Gov. Tom Vilsack said Tuesday that he is revamping the way the state predicts how much money it will collect, adding more input from the business sector and coordinating more closely with national economists.

The move came as a legislative committee opened a hearing into the state's budget forecasting system, with lawmakers complaining they were forced to repeatedly cut state spending because revenue forecasts were being revised downward.

"The reforms we're announcing today will ensure that we have the best information possible and that we bring some of the best and brightest business leaders to the table to map out a path to even better budgets in the future," Vilsack said.

Changes Vilsack announced included:

Expanding the Economic Forecasting Council, a panel of university economists that meets regularly to chart the direction of the state's economy. Vilsack wants to add representatives of the manufacturing, retail and accounting sectors.

Seeking ways to coordinate more closely with the Chicago Federal Reserve, which charts regional economic trends.

Calling for the Institute for Economic Research at the University of Iowa to update the state's revenue forecasting model.

Under state law, the Revenue Estimating Conference makes a projection of how much the state will collect in taxes, and lawmakers and the governor are required to use that as the base for the budget.

During the past year, the three-member conference reduced its forecast four times when revenues failed to meet projections.

One of the analysts is picked by the Legislature and one by the governor, and a third is an independent economist.

Vilsack replaced his pick at midyear, naming former banking superintendent Holmes Foster to the conference.
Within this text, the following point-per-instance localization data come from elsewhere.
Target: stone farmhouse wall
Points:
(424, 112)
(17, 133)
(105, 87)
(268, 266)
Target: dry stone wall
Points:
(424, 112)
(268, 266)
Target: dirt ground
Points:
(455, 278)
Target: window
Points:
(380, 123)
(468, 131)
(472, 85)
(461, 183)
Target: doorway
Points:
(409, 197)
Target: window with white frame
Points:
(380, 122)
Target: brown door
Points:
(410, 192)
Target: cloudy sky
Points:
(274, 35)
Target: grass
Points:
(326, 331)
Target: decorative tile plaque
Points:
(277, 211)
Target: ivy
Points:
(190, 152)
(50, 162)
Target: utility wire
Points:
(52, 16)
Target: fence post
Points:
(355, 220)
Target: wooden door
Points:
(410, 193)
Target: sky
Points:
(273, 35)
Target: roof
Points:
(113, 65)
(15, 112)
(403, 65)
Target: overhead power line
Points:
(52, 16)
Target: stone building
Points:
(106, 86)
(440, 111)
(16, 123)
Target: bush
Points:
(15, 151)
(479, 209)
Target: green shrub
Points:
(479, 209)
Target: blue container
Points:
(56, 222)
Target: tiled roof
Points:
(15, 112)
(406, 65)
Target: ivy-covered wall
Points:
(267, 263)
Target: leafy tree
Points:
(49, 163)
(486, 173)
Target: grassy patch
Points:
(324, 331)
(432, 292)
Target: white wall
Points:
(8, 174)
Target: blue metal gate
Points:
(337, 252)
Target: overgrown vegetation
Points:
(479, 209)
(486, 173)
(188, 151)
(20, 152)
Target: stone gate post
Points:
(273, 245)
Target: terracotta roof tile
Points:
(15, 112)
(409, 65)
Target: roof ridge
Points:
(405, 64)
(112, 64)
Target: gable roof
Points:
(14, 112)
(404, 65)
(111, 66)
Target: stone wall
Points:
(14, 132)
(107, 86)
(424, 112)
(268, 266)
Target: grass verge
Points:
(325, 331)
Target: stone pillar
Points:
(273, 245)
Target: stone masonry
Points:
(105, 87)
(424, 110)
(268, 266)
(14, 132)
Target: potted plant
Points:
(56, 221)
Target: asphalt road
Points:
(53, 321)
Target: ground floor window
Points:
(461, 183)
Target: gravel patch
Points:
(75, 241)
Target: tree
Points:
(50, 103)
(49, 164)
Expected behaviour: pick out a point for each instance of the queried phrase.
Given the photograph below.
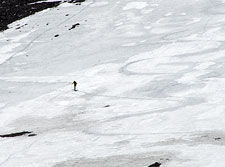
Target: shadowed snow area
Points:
(150, 79)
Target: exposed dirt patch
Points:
(12, 10)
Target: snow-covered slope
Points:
(150, 80)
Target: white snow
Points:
(135, 5)
(150, 85)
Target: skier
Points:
(74, 85)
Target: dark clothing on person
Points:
(75, 85)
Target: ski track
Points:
(165, 94)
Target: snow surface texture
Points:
(150, 80)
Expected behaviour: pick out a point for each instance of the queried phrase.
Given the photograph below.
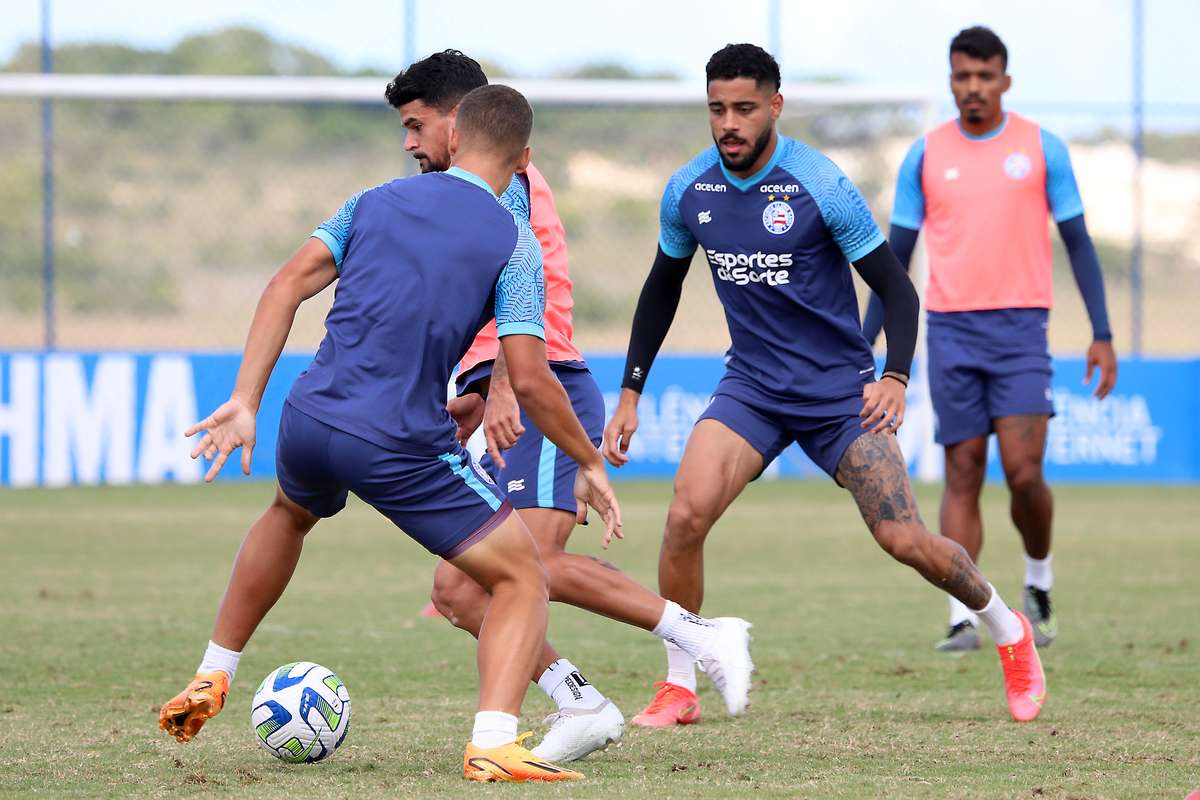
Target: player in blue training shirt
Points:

The Legislative Oversight Committee summoned the analysts Tuesday to explain why the projections were so persistently wrong.

"There is no way to be completely accurate," Foster said, warning that long-term projections are always risky in a volatile economy.

Mike Lipsman, who tracks revenues for the Department of Revenue, said no one could have predicted economic turmoil that resulted in the biggest budget crunch in 50 years.

"There are a lot of broken trends, a lot of broken patterns in the last year," Lipsman told lawmakers.

Rep. Jamie Van Fossen, R-Davenport, who runs the tax-writing House Ways and Means Committee, said Vilsack's proposals likely would meet little resistance in the Legislature, but conceded that economic forecasting is always going to come down to a guess.

"I don't know if there's anything we can forecast," Van Fossen said.